Nippo hoped RCS Sport would snub Bardiani, who last year had two of its riders test positive for human growth hormones on the eve of the race. It also hoped with the 2004 champion and riders like Ivan Santaromita and Juan José Lobato it could earn its place.
It would have marked 14 years since Cunego left behind team leader Gilberto Simoni and won the title. He was just 22 years old. Since, he has won three times Il Lombardia and the Amstel Gold Race, but never again the Giro or even a stage victory in the race.
“Yeah, maybe I won it when I was too young in my career, but it’s good as it is,” Cunego said.
“I don’t know it didn’t happen for me. I had the luck to win many other races. I many times prepared to win it, I finished fourth, fifth, sixth, but I wasn’t able to win it again. There are many, though, who don’t even have their name on [the spiral trophy] even once.”
Cunego went from the red colors of team Saeco to Lampre’s famous blue and pink in 2005. He stayed with the team for 10 years. He was able to win two stages in the Vuelta a España and the Giro del Trentino three times along with the Amstel Gold Race and Lombardia in 2004, 2007, and 2008.
He said, “Those are no small races.”
His career also saw him ride to sixth overall in the Tour de France behind winner Cadel Evans in 2011. In what turned out to be his last Giro in 2016, he climbed to 44th overall and second in the mountains classification.
In Tirreno-Adriatico this week, he calmly spoke as he prepared his team’s bright orange kit before the start of stage two.
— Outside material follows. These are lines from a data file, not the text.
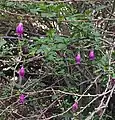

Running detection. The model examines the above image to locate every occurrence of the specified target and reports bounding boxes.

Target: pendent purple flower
[18,66,25,78]
[16,23,24,38]
[72,102,78,112]
[89,50,95,60]
[19,94,26,104]
[75,53,81,64]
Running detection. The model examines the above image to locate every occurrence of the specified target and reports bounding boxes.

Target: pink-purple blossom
[19,94,26,104]
[89,50,95,60]
[72,102,78,112]
[16,22,24,37]
[18,66,25,78]
[75,53,81,64]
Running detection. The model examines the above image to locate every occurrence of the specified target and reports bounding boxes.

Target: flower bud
[18,66,25,78]
[75,54,81,64]
[16,23,24,37]
[19,94,25,104]
[89,50,95,60]
[72,102,78,112]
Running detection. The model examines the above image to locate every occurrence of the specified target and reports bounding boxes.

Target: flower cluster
[72,101,78,112]
[18,66,25,78]
[19,94,26,104]
[16,22,24,38]
[75,50,95,64]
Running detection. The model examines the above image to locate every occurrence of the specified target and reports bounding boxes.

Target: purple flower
[110,78,115,86]
[89,50,95,60]
[75,54,81,64]
[19,94,26,104]
[16,23,24,37]
[18,66,25,78]
[72,102,78,112]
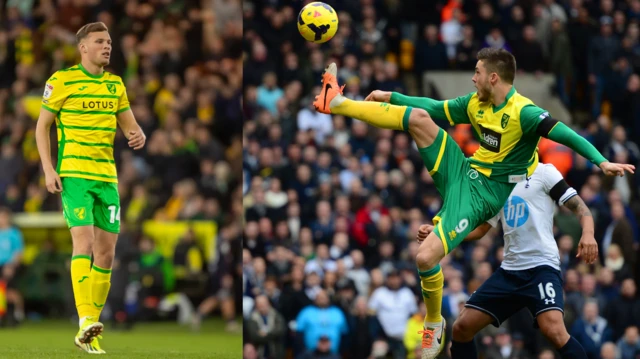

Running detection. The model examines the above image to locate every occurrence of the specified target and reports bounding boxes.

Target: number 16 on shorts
[538,282,556,305]
[107,205,120,223]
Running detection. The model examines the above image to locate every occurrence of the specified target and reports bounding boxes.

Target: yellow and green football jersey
[42,64,129,183]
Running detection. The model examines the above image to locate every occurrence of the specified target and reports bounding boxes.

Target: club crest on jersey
[42,83,53,100]
[478,125,502,153]
[73,207,87,220]
[500,113,509,129]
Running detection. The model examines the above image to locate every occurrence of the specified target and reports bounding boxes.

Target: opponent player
[36,22,146,354]
[417,164,598,359]
[314,48,634,359]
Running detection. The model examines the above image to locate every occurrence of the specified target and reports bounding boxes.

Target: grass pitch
[0,320,242,359]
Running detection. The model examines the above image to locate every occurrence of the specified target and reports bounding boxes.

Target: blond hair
[76,22,109,43]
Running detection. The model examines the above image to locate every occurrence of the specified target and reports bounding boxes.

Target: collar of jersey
[493,85,516,113]
[78,63,104,79]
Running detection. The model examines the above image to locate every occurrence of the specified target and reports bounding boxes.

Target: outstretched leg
[416,233,446,359]
[451,307,494,359]
[536,310,587,359]
[313,63,440,148]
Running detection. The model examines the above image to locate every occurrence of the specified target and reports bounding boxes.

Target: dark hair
[477,47,516,84]
[76,22,109,43]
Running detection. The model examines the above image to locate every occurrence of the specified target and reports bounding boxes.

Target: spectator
[296,289,348,354]
[369,270,418,359]
[618,326,640,359]
[297,335,340,359]
[571,300,613,359]
[247,295,287,359]
[349,296,378,359]
[600,342,618,359]
[608,278,640,341]
[0,207,24,322]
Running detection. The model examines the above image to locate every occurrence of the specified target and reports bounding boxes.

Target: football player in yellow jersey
[314,48,635,359]
[36,22,146,354]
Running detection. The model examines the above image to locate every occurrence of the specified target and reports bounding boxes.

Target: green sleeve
[520,105,607,167]
[520,105,549,134]
[390,92,473,126]
[544,122,607,167]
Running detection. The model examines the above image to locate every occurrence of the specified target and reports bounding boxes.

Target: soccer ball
[298,1,338,44]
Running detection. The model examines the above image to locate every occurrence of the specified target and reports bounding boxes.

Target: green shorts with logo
[61,177,120,233]
[420,129,516,254]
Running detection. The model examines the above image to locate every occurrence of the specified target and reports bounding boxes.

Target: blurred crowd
[0,0,242,330]
[242,0,640,359]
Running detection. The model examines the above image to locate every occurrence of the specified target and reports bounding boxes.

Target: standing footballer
[36,22,146,354]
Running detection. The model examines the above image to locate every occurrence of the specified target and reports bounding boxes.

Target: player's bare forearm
[117,109,147,150]
[538,118,635,176]
[36,109,55,172]
[464,222,491,242]
[564,196,598,264]
[564,196,594,235]
[117,109,142,139]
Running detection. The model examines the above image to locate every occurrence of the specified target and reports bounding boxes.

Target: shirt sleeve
[390,92,474,126]
[520,105,550,134]
[542,164,578,206]
[116,79,131,113]
[487,214,502,228]
[42,72,67,114]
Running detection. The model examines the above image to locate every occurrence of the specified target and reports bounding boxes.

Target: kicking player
[314,48,634,359]
[418,164,598,359]
[36,22,146,354]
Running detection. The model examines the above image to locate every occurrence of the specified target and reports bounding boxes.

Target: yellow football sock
[418,264,444,323]
[331,95,411,131]
[91,264,111,320]
[71,255,91,318]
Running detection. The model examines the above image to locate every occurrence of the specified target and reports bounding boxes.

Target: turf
[0,321,242,359]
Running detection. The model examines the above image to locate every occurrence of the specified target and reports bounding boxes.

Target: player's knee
[409,108,439,137]
[538,316,569,348]
[93,247,115,267]
[416,238,444,270]
[453,318,476,343]
[416,251,440,270]
[409,108,434,130]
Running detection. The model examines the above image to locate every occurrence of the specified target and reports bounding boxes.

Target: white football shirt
[488,163,578,270]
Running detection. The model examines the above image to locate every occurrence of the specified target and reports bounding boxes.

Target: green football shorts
[420,129,516,254]
[61,177,120,233]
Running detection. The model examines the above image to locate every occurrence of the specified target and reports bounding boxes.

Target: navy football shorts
[465,265,564,327]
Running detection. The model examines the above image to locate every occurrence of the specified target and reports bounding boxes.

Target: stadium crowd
[242,0,640,359]
[0,0,242,330]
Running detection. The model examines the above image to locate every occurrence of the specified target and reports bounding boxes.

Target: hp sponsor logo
[504,196,529,228]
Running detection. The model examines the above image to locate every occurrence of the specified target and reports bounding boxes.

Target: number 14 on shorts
[103,205,120,223]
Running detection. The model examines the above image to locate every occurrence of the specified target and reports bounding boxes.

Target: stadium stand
[0,0,242,331]
[242,0,640,358]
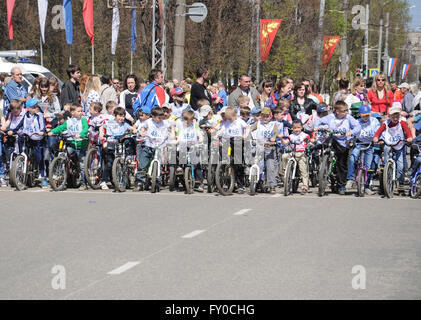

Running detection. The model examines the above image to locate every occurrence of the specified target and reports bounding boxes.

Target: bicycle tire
[284,161,294,197]
[410,174,421,199]
[111,157,127,192]
[318,156,329,197]
[10,155,28,191]
[357,169,366,198]
[83,148,104,190]
[383,161,395,199]
[151,162,158,193]
[184,166,194,194]
[48,157,67,191]
[215,163,235,196]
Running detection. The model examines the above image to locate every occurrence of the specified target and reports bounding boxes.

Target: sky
[408,0,421,31]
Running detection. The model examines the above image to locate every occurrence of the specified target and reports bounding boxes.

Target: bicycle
[84,126,105,190]
[106,133,137,192]
[409,143,421,199]
[382,140,405,199]
[10,134,40,191]
[318,129,343,197]
[355,142,373,197]
[249,140,277,195]
[48,134,82,191]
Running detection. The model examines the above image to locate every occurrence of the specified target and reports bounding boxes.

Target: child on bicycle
[345,105,380,195]
[135,107,173,191]
[314,100,361,195]
[282,120,310,195]
[48,104,89,191]
[99,107,137,190]
[8,99,48,188]
[250,107,282,194]
[175,107,204,192]
[215,107,250,194]
[373,107,412,191]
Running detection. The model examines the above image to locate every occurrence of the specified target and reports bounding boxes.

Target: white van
[0,57,63,91]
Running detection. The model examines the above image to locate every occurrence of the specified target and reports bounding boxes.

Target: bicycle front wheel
[48,157,67,191]
[10,155,28,191]
[112,157,127,192]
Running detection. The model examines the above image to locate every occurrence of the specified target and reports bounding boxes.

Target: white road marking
[182,230,206,239]
[107,261,140,275]
[234,209,252,216]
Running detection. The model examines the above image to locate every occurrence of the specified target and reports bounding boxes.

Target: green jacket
[51,118,89,150]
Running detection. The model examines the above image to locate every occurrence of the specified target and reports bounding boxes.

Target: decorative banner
[131,0,137,53]
[82,0,94,45]
[111,0,120,55]
[38,0,48,43]
[260,19,282,62]
[387,58,398,77]
[63,0,73,44]
[402,64,411,80]
[7,0,15,40]
[322,36,341,68]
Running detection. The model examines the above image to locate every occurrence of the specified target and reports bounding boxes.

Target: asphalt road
[0,189,421,300]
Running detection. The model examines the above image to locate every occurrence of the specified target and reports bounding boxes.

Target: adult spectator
[133,69,166,114]
[332,78,349,105]
[82,74,101,116]
[399,82,416,118]
[186,66,212,111]
[228,74,260,110]
[367,73,393,114]
[4,67,30,116]
[60,64,81,108]
[101,75,118,106]
[289,82,317,121]
[120,74,139,119]
[259,79,273,109]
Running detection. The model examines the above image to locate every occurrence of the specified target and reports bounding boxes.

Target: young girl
[282,120,310,195]
[314,101,361,195]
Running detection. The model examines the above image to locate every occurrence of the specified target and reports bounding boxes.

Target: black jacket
[289,98,317,120]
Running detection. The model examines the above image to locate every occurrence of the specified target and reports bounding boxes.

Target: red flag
[7,0,15,40]
[83,0,94,45]
[322,36,341,68]
[260,19,282,62]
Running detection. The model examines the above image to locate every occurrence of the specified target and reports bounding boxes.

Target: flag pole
[92,45,95,74]
[39,36,44,66]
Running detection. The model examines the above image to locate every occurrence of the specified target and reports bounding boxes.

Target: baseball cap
[199,104,212,117]
[250,107,262,115]
[171,87,185,96]
[389,107,402,114]
[358,104,371,116]
[261,107,271,114]
[317,105,327,113]
[25,99,38,108]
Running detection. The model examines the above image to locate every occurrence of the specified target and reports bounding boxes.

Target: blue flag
[131,1,137,53]
[63,0,73,44]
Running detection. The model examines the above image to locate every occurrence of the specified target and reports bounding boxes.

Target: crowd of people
[0,65,421,195]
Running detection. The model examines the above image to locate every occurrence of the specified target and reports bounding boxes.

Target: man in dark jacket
[60,64,81,108]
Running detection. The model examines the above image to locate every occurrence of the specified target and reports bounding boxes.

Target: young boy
[314,100,361,195]
[48,104,89,191]
[215,107,250,194]
[282,120,310,195]
[99,107,137,190]
[175,108,204,192]
[136,107,171,192]
[373,107,412,191]
[8,99,48,188]
[250,107,282,194]
[345,105,380,195]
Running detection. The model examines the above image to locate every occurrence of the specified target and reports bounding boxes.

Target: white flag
[38,0,48,43]
[111,0,120,55]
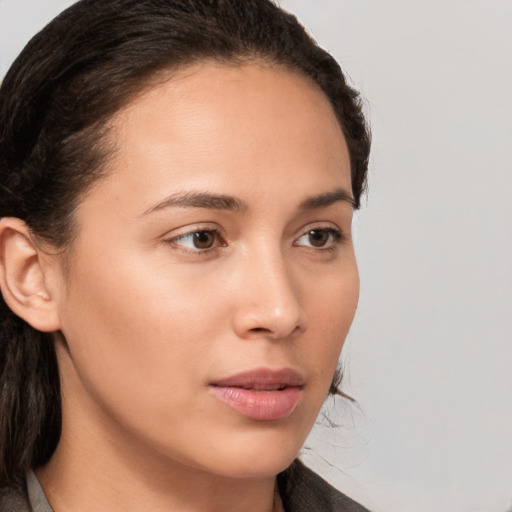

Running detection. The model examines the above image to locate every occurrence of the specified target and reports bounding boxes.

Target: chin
[189,425,309,478]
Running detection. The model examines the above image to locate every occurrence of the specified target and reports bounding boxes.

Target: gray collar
[27,471,53,512]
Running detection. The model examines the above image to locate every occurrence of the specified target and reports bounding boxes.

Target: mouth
[209,368,305,421]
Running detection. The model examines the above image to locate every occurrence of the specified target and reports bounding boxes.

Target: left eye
[294,229,341,249]
[172,229,219,250]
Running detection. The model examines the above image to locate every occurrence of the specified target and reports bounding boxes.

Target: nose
[233,251,307,340]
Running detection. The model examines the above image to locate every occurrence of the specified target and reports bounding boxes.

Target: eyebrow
[299,188,356,211]
[143,192,247,215]
[143,188,355,216]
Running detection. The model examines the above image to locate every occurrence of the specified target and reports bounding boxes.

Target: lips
[210,368,304,421]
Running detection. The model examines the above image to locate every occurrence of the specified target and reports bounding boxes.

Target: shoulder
[0,489,31,512]
[278,460,369,512]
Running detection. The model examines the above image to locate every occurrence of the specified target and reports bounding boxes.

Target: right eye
[166,229,223,252]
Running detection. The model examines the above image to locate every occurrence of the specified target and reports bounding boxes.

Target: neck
[36,442,282,512]
[36,400,282,512]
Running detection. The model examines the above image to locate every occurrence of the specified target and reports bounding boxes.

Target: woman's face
[50,64,359,477]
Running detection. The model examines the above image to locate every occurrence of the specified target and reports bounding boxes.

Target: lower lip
[210,386,301,421]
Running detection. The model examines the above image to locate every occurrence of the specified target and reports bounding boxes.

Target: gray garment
[0,471,53,512]
[0,460,369,512]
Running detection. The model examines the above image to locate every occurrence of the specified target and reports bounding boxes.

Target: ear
[0,217,60,332]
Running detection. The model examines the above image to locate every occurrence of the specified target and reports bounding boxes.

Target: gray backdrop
[0,0,512,512]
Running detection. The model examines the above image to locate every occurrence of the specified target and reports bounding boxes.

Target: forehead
[91,62,351,214]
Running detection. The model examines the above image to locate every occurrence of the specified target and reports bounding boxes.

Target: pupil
[194,231,215,249]
[309,229,329,247]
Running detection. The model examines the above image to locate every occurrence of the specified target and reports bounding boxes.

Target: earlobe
[0,217,60,332]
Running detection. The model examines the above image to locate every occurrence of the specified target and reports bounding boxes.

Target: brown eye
[168,229,223,252]
[191,231,216,249]
[308,229,331,247]
[294,228,342,249]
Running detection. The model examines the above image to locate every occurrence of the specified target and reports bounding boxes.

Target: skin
[18,63,359,512]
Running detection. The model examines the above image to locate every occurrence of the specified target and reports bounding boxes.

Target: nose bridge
[236,244,306,339]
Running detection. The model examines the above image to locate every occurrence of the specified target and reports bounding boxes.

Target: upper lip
[211,368,304,390]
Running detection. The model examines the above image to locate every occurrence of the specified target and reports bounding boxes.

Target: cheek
[305,259,359,384]
[56,251,225,412]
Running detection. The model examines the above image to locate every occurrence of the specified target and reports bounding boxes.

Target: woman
[0,0,369,512]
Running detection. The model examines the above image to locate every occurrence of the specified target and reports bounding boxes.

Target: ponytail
[0,296,61,488]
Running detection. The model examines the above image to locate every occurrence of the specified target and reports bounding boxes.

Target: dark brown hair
[0,0,370,487]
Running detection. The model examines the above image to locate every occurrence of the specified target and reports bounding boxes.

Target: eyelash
[164,227,345,255]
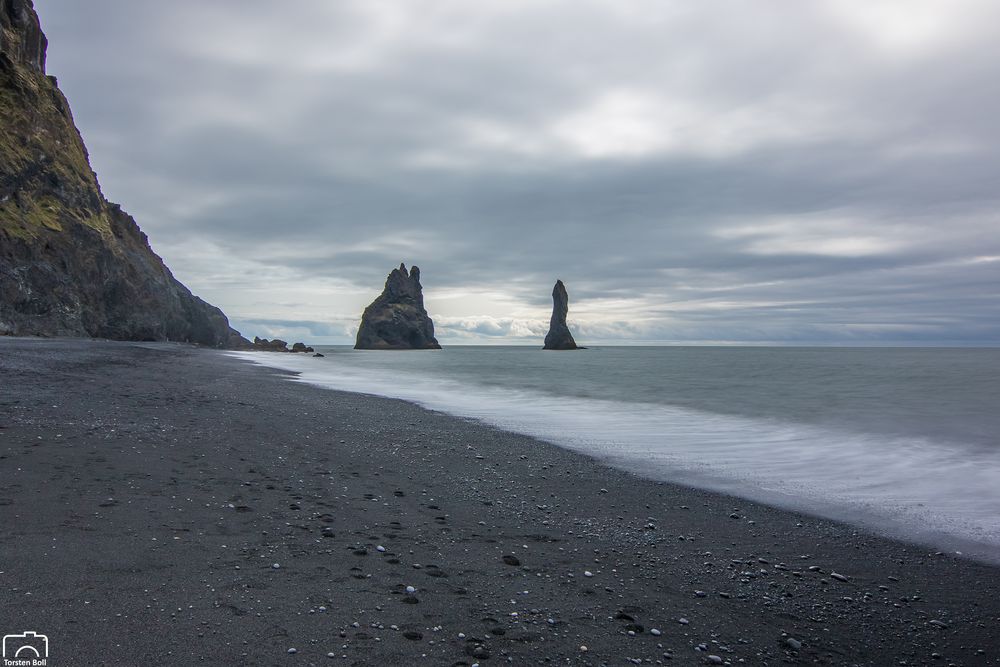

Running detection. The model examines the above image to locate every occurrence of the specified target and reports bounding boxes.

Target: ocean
[235,346,1000,562]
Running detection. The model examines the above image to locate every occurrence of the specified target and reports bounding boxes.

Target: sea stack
[543,280,582,350]
[354,264,441,350]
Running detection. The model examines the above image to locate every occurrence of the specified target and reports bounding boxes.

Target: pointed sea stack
[542,280,583,350]
[354,264,441,350]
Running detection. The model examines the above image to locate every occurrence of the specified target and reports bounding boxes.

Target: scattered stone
[354,264,441,350]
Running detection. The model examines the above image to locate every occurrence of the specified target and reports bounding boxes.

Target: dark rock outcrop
[248,336,314,356]
[543,280,582,350]
[253,336,291,352]
[0,0,250,348]
[354,264,441,350]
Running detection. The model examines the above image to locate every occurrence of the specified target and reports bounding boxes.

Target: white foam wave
[235,353,1000,561]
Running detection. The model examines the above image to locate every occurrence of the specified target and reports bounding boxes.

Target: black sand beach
[0,339,1000,667]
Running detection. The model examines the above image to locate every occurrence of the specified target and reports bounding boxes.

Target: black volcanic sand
[0,339,1000,667]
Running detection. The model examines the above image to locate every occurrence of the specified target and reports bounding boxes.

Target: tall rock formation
[354,264,441,350]
[542,280,582,350]
[0,0,249,347]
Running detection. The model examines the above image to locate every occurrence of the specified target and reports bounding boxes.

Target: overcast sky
[35,0,1000,344]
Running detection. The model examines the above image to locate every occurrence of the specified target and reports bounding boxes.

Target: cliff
[543,280,582,350]
[0,0,249,347]
[354,264,441,350]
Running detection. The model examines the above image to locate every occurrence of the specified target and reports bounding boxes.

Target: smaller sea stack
[354,264,441,350]
[543,280,583,350]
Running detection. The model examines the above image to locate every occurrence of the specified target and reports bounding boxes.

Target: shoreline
[232,351,1000,565]
[0,339,1000,665]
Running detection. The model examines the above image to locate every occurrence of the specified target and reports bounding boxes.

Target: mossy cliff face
[0,0,249,347]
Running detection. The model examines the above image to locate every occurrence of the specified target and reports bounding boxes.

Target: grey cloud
[36,0,1000,343]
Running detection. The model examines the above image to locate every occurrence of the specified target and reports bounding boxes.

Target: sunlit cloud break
[35,0,1000,345]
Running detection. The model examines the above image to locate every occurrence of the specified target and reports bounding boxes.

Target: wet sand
[0,339,1000,667]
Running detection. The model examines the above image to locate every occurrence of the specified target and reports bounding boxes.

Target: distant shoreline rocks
[247,336,315,352]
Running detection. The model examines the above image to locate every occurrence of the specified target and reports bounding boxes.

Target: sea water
[234,346,1000,562]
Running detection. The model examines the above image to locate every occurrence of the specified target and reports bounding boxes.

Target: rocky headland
[354,264,441,350]
[0,0,250,348]
[543,280,584,350]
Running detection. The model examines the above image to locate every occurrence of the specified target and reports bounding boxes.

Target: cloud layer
[36,0,1000,344]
The team has been able to create a decent schedule for Cunego and its riders even if it is missing the Giro.
“I’m sorry I didn’t have the chance in the Giro d’Italia, for my fans above all, but it’s not my decision,” Cunego continued. “Luckily we are here at Tirreno-Adriatico, we’ll do the Tour of Japan, Giro del Trentino [Alpes], the Tour de Suisse, and I should finish it with the Italian championships.”
Cunego is studying in his free time at the races and at home in Verona to become a coach for cyclists. Perhaps he will stay with team Nippo after he retires.
“Mistakes? I think I took the right road in my career,” he added.
“I’d repeat the same things if I could, but maybe with more experience. It’ would’ve been good to have that experience 15 years ago when I was starting out.”